Getting TF-IDF Weight

Joined
Apr 7, 2016
Messages
337
Likes
225
Degree
1
How do you get TF-IDF? I've got some ideas how to manually do it with Screaming Frog and Excel but I see others using Python scripts. Anybody have any experience with this, what direction should I go? This might be a good reason to learn some python.
 
Can you give us some details on your use case, size of the site, etc.? Certainly, this can be handled at a programming level, and there is a lot of existing support, libraries, etc. for performing this with Python as well as countless other languages.

That being said, if it involves learning a programming language, and if we're talking about a 100 page site, there's easier ways. For example, one option might be a free trial of OnPage.org, as last I checked, their crawler does have some TF/IDF functionality. If it's a 1M+ page site, then a programming-level method may be necessary, or budgeting for something like OnPage.org to do it for you. Let us know what you're looking at so we can give you more relevant recommendations.
 
That being said, if it involves learning a programming language, and if we're talking about a 100 page site, there's easier ways. For example, one option might be a free trial of OnPage.org, as last I checked, their crawler does have some TF/IDF functionality.

I'm looking to recreate the way OnPage takes the first 15 results for a seed keyword and gets the TF-IDF. It's possible this is overkill and I could just stick with OnPage for now but, I'd really like to become less reliant on services if it could be done on my own.

So far I've been feeding scraped data into excel from SERP results, breaking the words out into transposed columns and grouping them by URL. I can get the term frequency that way but was struggling with the IDF portion of the formula due to not having a good way to match the unique terms by document (URL). Also the LOG() function in Excel doesn't seem to return the expected results. I would expect log(10,000,000 / 1,000) to equal 4 but, the function LOG(10000000, 1000) returns 2.33.
 
Last edited:
Also the LOG() function in Excel doesn't seem to return the expected results. I would expect log(10,000,000 / 1,000) to equal 4 but, the function LOG(10000000, 1000) returns 2.33.

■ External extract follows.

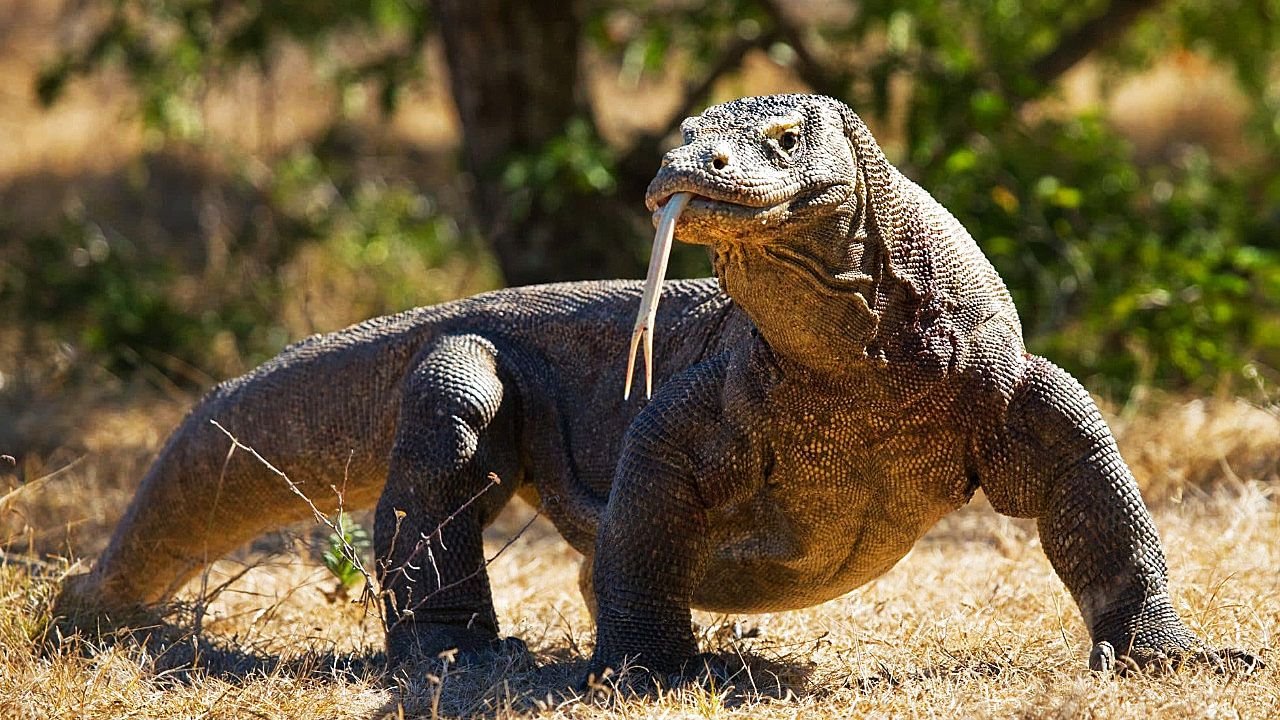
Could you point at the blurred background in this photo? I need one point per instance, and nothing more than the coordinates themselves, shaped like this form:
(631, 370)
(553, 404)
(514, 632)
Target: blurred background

The second parameter of the LOG function is the base that you want to use. LOG(10000000, 1000) is calculating the log function with a base of 1000, not 10 like you were expecting.

The function that you were trying to run was LOG(10000000 / 1000)
 
@turbin3 I've only looked at TF-IDF while looking at SERP results. Could you elaborate on how you would apply it while looking at a single site?
 
Well, typed a bunch of other stuff but thought, "Nope!" I don't want to over-complicate it in my typical fashion.

In essence, what you'd need is to determine a weighting for a term, based on frequency. Also, document frequency would be important to utilize in addition to TF/IDF.

A word used in greater frequency across a greater number of pages isn't necessarily a "good" thing (and it isn't necessarily bad, it's case dependent). In some cases, what's optimal may be consolidation of pages into a smaller number of authority pages. In others, greater frequency of the term on a single page. Regardless, you still need to determine a weighting for each term, and a document frequency.

As far as the "how", there are certainly easier and faster ways, but I definitely recommend taking a look at the Python scikit-learn library. It has a TON of capability, but the main thing is there are a significant number of resources and tutorials out there for it. There are lots of individual libraries and one-off GitHub repo's out there from people, but much of the time you're not going to find a lot of help for them. With scikit-learn, on YouTube alone there are TONS of video tutorials. I think that would be a good way to go, in terms of building your own robust solution for the future.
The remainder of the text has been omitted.